Kemudian soal aspek kesetiaan dari mantan anggota, Prabowo jelas lebih unggul. Beberapa purnawirawan yang kini bergabung dengan Luhut dalam kelompok Cakra 19, seperti Lodewijk F Paulus (Akmil 1981) dan Andogo Wiradi (Akmil 1981), dahulu dikenal sangat setia pada Prabowo. Sebaliknya mereka juga sangat disayang Prabowo. Kesetiaan ini nampaknya masih berlaku sekarang. Hanya karena alasan pragmatisme, mereka seolah “berjarak” dengan Prabowo.

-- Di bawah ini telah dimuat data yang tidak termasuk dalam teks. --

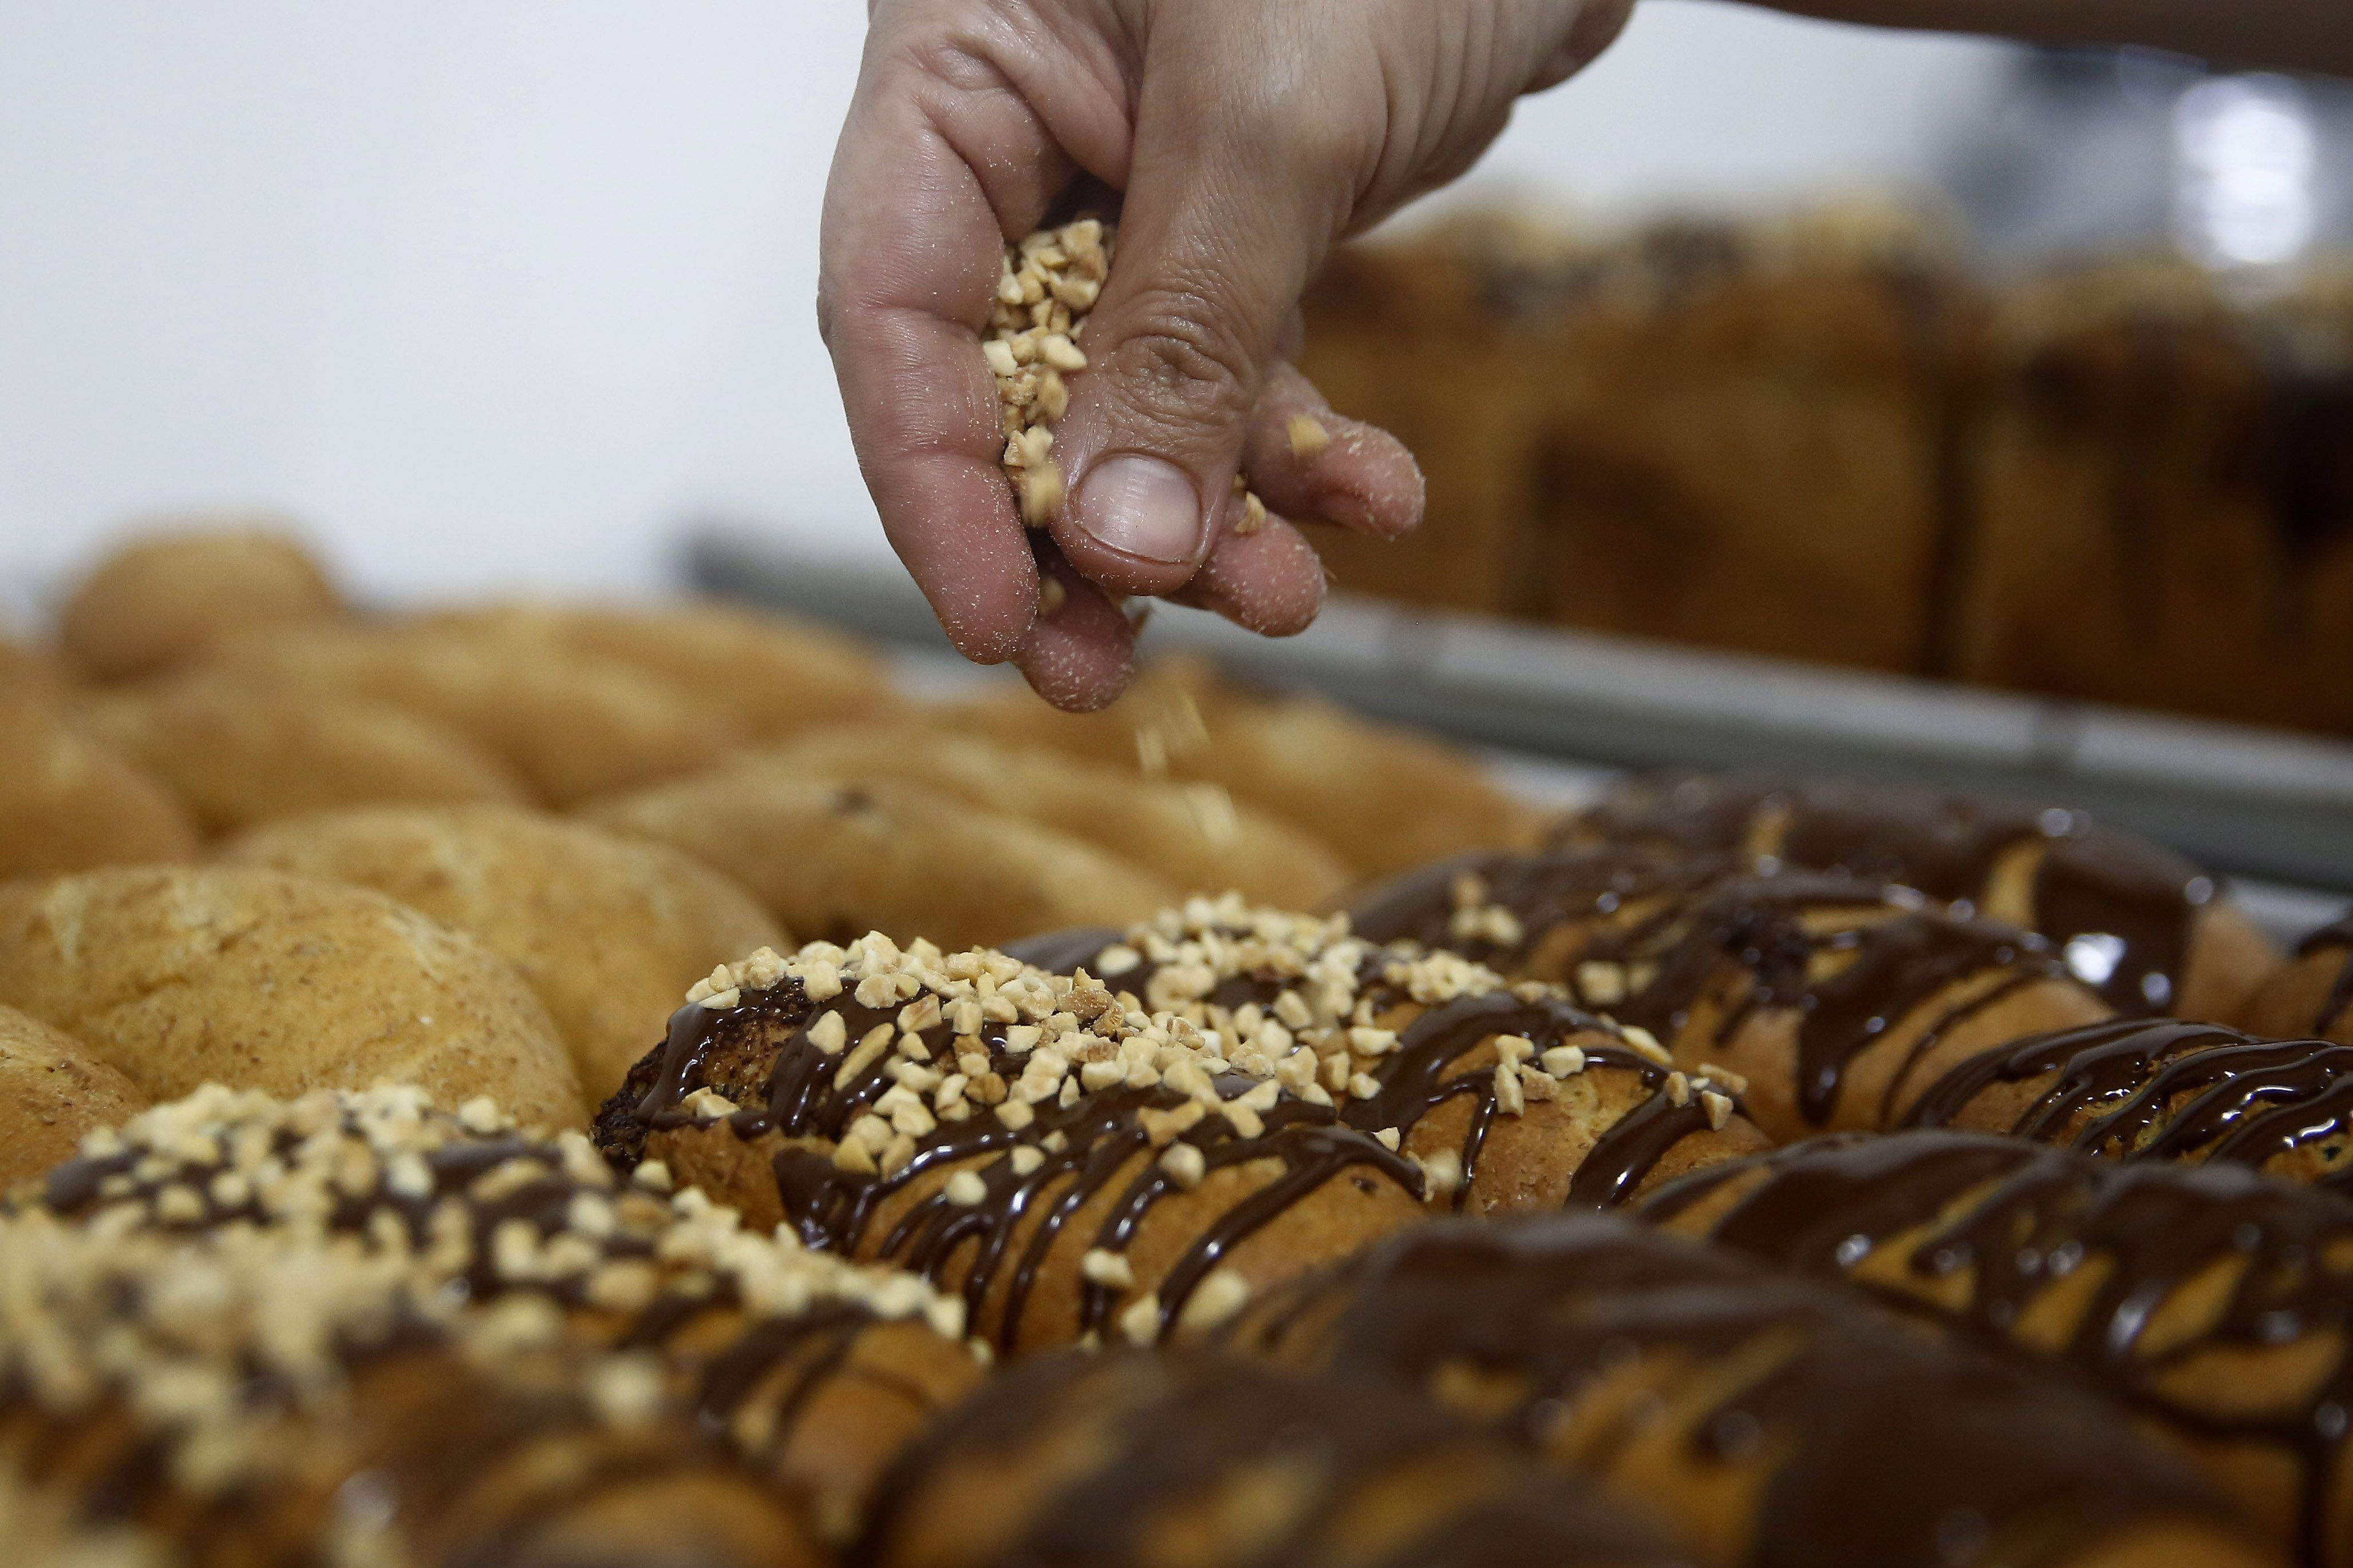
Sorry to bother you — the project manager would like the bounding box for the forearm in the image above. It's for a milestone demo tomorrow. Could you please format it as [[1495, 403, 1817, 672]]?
[[1743, 0, 2353, 76]]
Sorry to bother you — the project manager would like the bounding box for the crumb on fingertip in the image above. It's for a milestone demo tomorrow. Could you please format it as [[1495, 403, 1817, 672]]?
[[1286, 414, 1331, 459]]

Rivalitas seperti itu mengingatkan kita akan Peristiwa Malari (1974), ketika persaingan segelintir elite (militer) akhirnya mengorbankan rakyat kecil. Begitulah yang terjadi di Jakarta baru-baru ini. Rivalitas antara Prabowo dan Luhut seperti mengulang persaingan antara Ali Moertopo dan Soemitro dulu.
Belajar dari Mr. Assaat
Kekalahan dalam pilpres mungkin tak membuat nama Prabowo tergerus. Prabowo tetap dianggap seorang tokoh besar. Jika dilihat dari angka, Prabowo dipilih oleh lebih 68 juta orang dan partai yang dia pimpin (Gerindra) meraih suara lebih dari 17 juta suara. Bandingkan dengan Partai PKPI yang juga dimotori figur Baret Merah lain, dalam hal ini Hendro Priyono (Akmil 1967) dan Sutiyoso (Akmil 1968). Perolehan suaranya benar-benar minim.
Satu hal yang ingin saya katakan, jabatan presiden bukanlah segalanya. Masih ada wahana terhormat lain bagi orang seperti Prabowo. Pada titik ini kita bisa mengenang Mr. Assaat, mantan Presiden RI sayangnya tidak pernah diakui secara formal. Saya kira nama Mr. Assaat senantiasa masuk dalam memori Prabowo, mengingat Mr. Assaat adalah kawan seperjuangan ayah Prabowo (Sumitro) dalam gerakan PRRI di pedalaman Sumbar pada 1950-an.
Pelajaran yang bisa kita petik dari Mr. Assaat adalah sikap legawa (jiwa besar), sebuah nilai yang diadopsi dari khazanah tradisi jawa, meski Mr. Assaat sendiri asli Minang. Meskipun posisinya sebagai presiden dahulu tidak pernah diakui secara resmi oleh pemerintah RI, Mr. Assaat (termasuk keluarganya) tidak pernah mempermasalahkan. Bila memakai ukuran zaman sekarang, perkara seperti itu tentu akan menjadi bahan gugatan yang menghebohkan.
Keterlibatan Mr. Assaat dalam PRRI tetap tidak bisa membatalkan fakta sejarah, bahwa RI pernah memiliki Presiden bernama Mr. Assaat. Demikian juga Prabowo, kegagalannya melaju ke Istana hari ini, tidak akan menghapus perolehan suaranya dalam Pilpres 2019 dan rasa cinta segenap mantan anggotanya di Korps Baret Merah.
*) Isi artikel ini menjadi tanggung jawab penulis sepenuhnya.